The researchers looked for differences in the frequency of 1,494 genetic variants known as SNPs (single nucleotide polymorphisms, or “snips”) between DNA samples from 667 unrelated individuals with a history of heavy drug use and 338 individuals with no significant lifetime use of any addictive substance (controls). Using the SNP markers, whose locations in the genome are known, the research team identified more than 40 regions across the genome that differ between drug abusers and controls in DNA samples from both European Americans and African Americans. Eight of these regions previously have been linked to alcohol or nicotine dependence, suggesting that genes in these regions contribute to individual vulnerability to abuse of multiple substances.

Studies have shown that genetic factors account for about half of human drug abuse vulnerability (environmental factors account for the other half), but researchers have not yet identified the individual genes that are involved. “Once you identify the genes, then you can ask, ‘What part does this specific gene play in the overall drug abuse problem?’” Dr. Uhl says. He hopes this research will provide “knowledge about this genetic half of the problem that we can use to better match the preventions and the treatments to the people who are most likely to benefit from them.”

  • WHAT IT MEANS: Scientists have known that genetic factors play a role in determining a person’s vulnerability to substance abuse. The findings of this study identify specific regions of the human genome that may be involved, narrowing the search for genes that make a person more or less susceptible to addiction. Identifying these genes will shed light on the mechanisms of addiction and may make it possible to target treatments and prevention efforts to those individuals most likely to benefit.

The study by Dr. George Uhl, Dr. Qing-Rong (Tim) Liu, Ms. Donna Walther, and Ms. Judith Hess of the NIDA Intramural Research Program, and Dr. Daniel Naiman of the Johns Hopkins University appears in the December issue of the American Journal of Human Genetics.

Newly Discovered Receptor May Be Important In the Development of Antipsychostimulant Medications

Scientists at the Oregon Health and Science University have discovered and characterized a receptor for trace amines that may be instrumental in developing new antipsychostimulant medications.

The investigators characterized a G-protein-coupled receptor called trace amine receptor (TAR) which stimulates the production of cAMP when exposed to the trace amines tyramine, tryptamine, octopamine, and para-tyramine. This latter substance is structurally and functionally related to amphetamines.

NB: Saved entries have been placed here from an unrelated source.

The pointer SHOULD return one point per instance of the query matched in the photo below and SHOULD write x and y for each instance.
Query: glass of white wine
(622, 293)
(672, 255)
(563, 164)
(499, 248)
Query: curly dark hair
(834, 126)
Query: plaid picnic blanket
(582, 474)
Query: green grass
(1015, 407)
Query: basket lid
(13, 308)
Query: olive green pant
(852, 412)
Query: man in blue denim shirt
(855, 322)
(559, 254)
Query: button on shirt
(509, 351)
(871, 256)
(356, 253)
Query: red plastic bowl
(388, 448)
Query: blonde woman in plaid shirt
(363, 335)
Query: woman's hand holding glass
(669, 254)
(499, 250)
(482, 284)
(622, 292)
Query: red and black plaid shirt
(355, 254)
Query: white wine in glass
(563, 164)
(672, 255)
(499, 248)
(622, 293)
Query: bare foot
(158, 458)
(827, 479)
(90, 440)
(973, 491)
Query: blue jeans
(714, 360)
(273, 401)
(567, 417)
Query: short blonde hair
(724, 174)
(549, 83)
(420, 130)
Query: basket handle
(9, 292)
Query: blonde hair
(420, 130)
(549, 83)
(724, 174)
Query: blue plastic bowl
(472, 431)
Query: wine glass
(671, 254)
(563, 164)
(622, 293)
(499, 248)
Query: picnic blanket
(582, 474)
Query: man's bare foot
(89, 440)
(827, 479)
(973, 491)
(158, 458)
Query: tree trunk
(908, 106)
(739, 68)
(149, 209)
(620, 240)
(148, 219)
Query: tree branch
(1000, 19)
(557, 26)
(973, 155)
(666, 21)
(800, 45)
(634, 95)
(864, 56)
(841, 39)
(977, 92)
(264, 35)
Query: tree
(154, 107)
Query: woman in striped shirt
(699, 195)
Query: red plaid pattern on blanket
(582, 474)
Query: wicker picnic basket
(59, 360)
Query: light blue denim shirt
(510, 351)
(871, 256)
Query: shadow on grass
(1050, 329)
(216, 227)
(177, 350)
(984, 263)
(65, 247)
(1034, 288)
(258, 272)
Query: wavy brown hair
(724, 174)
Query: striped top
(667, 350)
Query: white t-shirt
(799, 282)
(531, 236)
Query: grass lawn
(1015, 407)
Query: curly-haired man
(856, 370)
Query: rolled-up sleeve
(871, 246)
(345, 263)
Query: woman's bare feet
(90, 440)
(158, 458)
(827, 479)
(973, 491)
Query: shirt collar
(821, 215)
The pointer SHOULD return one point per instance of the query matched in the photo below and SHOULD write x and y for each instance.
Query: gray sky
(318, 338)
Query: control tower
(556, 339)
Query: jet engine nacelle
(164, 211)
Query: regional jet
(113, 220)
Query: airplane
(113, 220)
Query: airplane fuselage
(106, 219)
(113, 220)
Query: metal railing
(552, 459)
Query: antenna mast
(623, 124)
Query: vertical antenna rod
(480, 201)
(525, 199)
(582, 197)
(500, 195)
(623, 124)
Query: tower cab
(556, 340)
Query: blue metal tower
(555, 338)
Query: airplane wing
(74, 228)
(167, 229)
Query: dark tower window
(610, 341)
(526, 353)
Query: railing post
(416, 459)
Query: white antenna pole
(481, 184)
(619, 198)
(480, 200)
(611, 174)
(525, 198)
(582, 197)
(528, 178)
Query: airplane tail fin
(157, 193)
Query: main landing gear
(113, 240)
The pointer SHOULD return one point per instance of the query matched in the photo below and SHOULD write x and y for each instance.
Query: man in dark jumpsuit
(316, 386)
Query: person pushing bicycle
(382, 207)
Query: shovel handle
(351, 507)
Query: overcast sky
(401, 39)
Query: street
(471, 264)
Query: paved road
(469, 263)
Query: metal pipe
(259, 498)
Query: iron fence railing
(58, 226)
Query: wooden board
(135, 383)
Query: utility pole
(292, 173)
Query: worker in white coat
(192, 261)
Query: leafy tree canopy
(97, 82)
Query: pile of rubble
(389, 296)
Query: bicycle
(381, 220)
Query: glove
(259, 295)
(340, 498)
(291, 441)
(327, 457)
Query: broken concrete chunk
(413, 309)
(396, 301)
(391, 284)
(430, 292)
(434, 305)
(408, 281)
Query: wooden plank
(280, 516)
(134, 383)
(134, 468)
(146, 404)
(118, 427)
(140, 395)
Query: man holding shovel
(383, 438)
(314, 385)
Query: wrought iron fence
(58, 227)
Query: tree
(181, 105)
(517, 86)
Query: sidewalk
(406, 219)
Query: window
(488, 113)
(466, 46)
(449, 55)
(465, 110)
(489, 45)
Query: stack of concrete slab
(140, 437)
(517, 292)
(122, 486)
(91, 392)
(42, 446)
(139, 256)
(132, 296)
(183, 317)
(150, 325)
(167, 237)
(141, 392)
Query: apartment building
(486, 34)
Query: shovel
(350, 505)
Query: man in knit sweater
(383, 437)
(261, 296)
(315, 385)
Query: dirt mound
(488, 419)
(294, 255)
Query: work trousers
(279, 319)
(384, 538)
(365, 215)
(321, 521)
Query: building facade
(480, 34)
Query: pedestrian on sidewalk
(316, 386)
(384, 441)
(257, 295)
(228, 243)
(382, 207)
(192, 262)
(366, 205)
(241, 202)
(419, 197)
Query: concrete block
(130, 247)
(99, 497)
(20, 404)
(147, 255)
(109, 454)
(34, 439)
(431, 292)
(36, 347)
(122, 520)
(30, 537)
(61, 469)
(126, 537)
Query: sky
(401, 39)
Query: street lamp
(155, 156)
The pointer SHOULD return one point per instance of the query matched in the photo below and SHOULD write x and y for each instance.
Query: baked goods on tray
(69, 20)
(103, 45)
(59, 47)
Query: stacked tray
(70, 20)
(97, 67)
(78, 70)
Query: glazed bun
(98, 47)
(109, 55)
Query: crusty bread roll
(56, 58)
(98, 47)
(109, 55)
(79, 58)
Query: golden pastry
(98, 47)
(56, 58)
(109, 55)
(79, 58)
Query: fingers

Although TAR is found in humans, the scientists used rats to demonstrate that beta-PEA for beta-phenylethylamine, a substituted amphetamine that represents a class of hallucinogens that include mescaline, MDMA (known on the street as “ecstasy”), and MDA, is the substance that most increased the receptivity of TAR. This finding suggests that the effects of amphetamines may be mediated in part by the TAR receptor.

  • WHAT IT MEANS: The results of this study indicate that the activation of TAR may be responsible for some of the psychological effects of psychostimulants; therefore, TAR may represent an important new target for the development of anti-psychostimulant medications.

A research team headed by Dr. David K. Grandy and including James R. Bunzow, and Drs. Susan Amara and Mark Sonders published the study in the December 2001 issue of Molecular Pharmacology.